JpGU-AGU Joint Meeting 2017

Presentation information

[JJ] Oral

S (Solid Earth Sciences) » S-SS Seismology

[S-SS15] [JJ] Strong Ground Motion and Earthquake Disaster

Wed. May 24, 2017 9:00 AM - 10:30 AM IC (International Conference Hall 2F)

convener:Seiji Tsuno(Railway Technical Research Institute), Chairperson:Masumi Yamada(Disaster Prevention Research Institute, Kyoto University), Chairperson:Masayuki Yoshimi(Geological Survey of Japan, AIST)

9:15 AM - 9:30 AM

[SSS15-14] Strong Motion Simulation considering the Fault Parameters based on Dynamic Rupture Simulation on the Beppu-Haneyama Fault Zone

*Shinichi Matsushima1, Masayuki Yoshimi2, Ryosuke Ando3, Hiroe Miyake4, Haruhiko Suzuki5 (1.Disaster Prevention Research Institute, Kyoto University, 2.Geological Survey of Japan, AIST, 3.Graduate School of Science, The University of Tokyo, 4.The University of Tokyo, 5.Oyo Corporation)
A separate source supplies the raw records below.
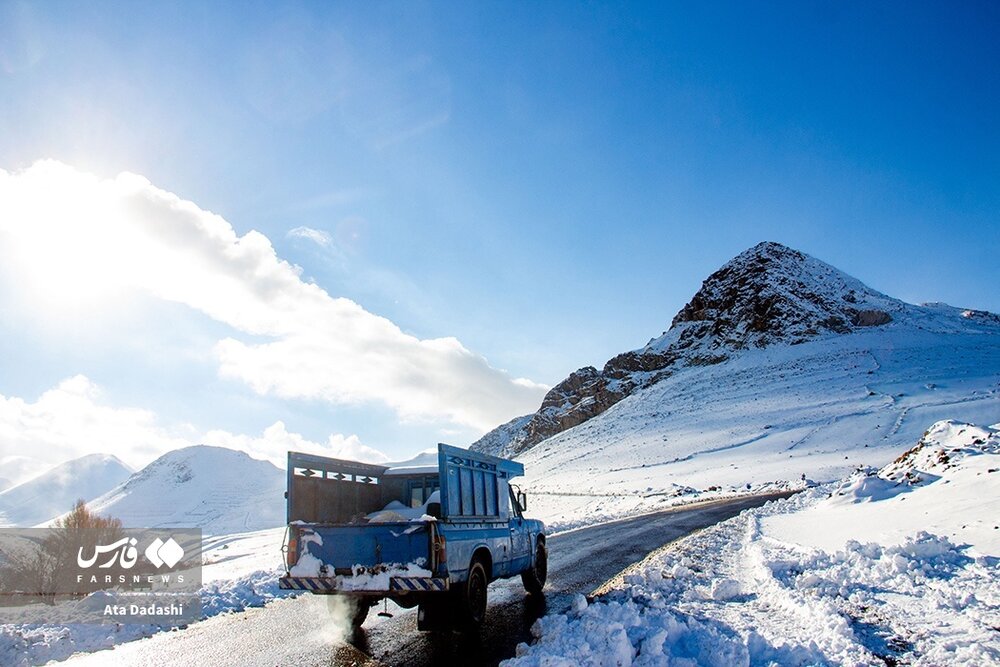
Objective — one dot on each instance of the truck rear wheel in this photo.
(359, 612)
(475, 600)
(534, 578)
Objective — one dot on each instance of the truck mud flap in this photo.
(418, 584)
(306, 584)
(329, 585)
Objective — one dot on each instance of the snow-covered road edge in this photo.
(735, 594)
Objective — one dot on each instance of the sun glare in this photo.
(67, 243)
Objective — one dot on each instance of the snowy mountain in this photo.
(781, 368)
(54, 491)
(17, 469)
(769, 295)
(220, 490)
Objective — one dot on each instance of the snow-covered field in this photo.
(767, 419)
(895, 566)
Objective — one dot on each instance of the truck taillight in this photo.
(292, 548)
(440, 549)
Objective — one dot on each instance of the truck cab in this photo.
(431, 536)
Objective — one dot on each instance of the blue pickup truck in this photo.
(431, 536)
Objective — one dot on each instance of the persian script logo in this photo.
(159, 553)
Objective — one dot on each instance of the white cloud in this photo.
(276, 441)
(70, 420)
(317, 236)
(73, 419)
(74, 237)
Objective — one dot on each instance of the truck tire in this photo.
(534, 577)
(474, 599)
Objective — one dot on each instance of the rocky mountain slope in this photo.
(768, 295)
(217, 489)
(54, 491)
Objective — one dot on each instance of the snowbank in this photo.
(757, 590)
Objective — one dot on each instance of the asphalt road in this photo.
(302, 631)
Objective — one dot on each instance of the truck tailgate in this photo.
(345, 547)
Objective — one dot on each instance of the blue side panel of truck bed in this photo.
(474, 485)
(372, 544)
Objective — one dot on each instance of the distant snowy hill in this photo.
(17, 469)
(780, 368)
(54, 491)
(769, 295)
(220, 490)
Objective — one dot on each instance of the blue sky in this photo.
(545, 183)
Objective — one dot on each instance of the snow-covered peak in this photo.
(54, 491)
(769, 296)
(218, 489)
(772, 293)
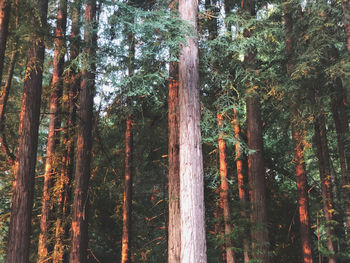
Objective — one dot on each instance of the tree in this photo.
(84, 142)
(24, 167)
(193, 243)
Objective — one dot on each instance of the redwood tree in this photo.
(24, 167)
(193, 243)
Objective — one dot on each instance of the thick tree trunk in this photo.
(174, 228)
(127, 192)
(24, 167)
(51, 165)
(193, 242)
(224, 194)
(325, 174)
(241, 185)
(298, 134)
(5, 10)
(84, 143)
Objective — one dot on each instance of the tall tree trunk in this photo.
(325, 173)
(24, 167)
(64, 183)
(241, 185)
(84, 143)
(224, 194)
(5, 10)
(298, 134)
(127, 192)
(193, 242)
(51, 165)
(174, 228)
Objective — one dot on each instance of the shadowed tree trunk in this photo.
(241, 185)
(64, 183)
(298, 134)
(224, 194)
(84, 142)
(51, 165)
(127, 192)
(174, 228)
(193, 243)
(24, 167)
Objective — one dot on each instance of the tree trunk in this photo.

Keywords:Beppu-Haneyama Fault Zone, Dynamic Rupture, Strong Motion Simulation

As part of the comprehensive research on the Beppu-Haneyama Fault, we have been studying the dynamic rupture process on the Beppu-Haneyama Fault (Ando et al., JpGU-AGU2017). In this study, we will focus on strong motion simulation considering the fault parameters based on the parameters that were derived from the dynamic rupture simulation on the fault zone. The fault model consists of three segments of the Beppu-Haneyama Fault zone, namely “Funai, Asamigawa, Hotta (hereafter, Funai)”, “Misa”, and “Hoyo strait (hereafter, Hoyo)” segments from west to east along the southern part of the Beppu Bay. When the dip angle for Funai, Misa and Hoyo segments are assumed to be 45, 45 and 75 degrees respectively, the rake angle are calculated to be about -67, -104 and -147 degrees respectively (Ando et al, JpGU-AGU2017). Also, we consider the time delay between the segments, especially the time delay between Misa and Hoyo segments because the two segments do not overlap with each other and how the rupture propagates would rely on the dynamic conditions on the faults. On the other hand, the three-dimensional velocity model that was newly constructed based on the results of surveys and observations for the comprehensive research (Yoshimi et al., JpGU-AGU2017). In this study, we use finite difference method (GMS, NIED) to calculate strong motion at the engineering bedrock considering the different fault parameters and hypocenters. This work is supported by the Comprehensive Research on the Beppu-Haneyama Fault Zone funded by the Ministry of Education, Culture, Sports, Science, and Technology (MEXT), Japan.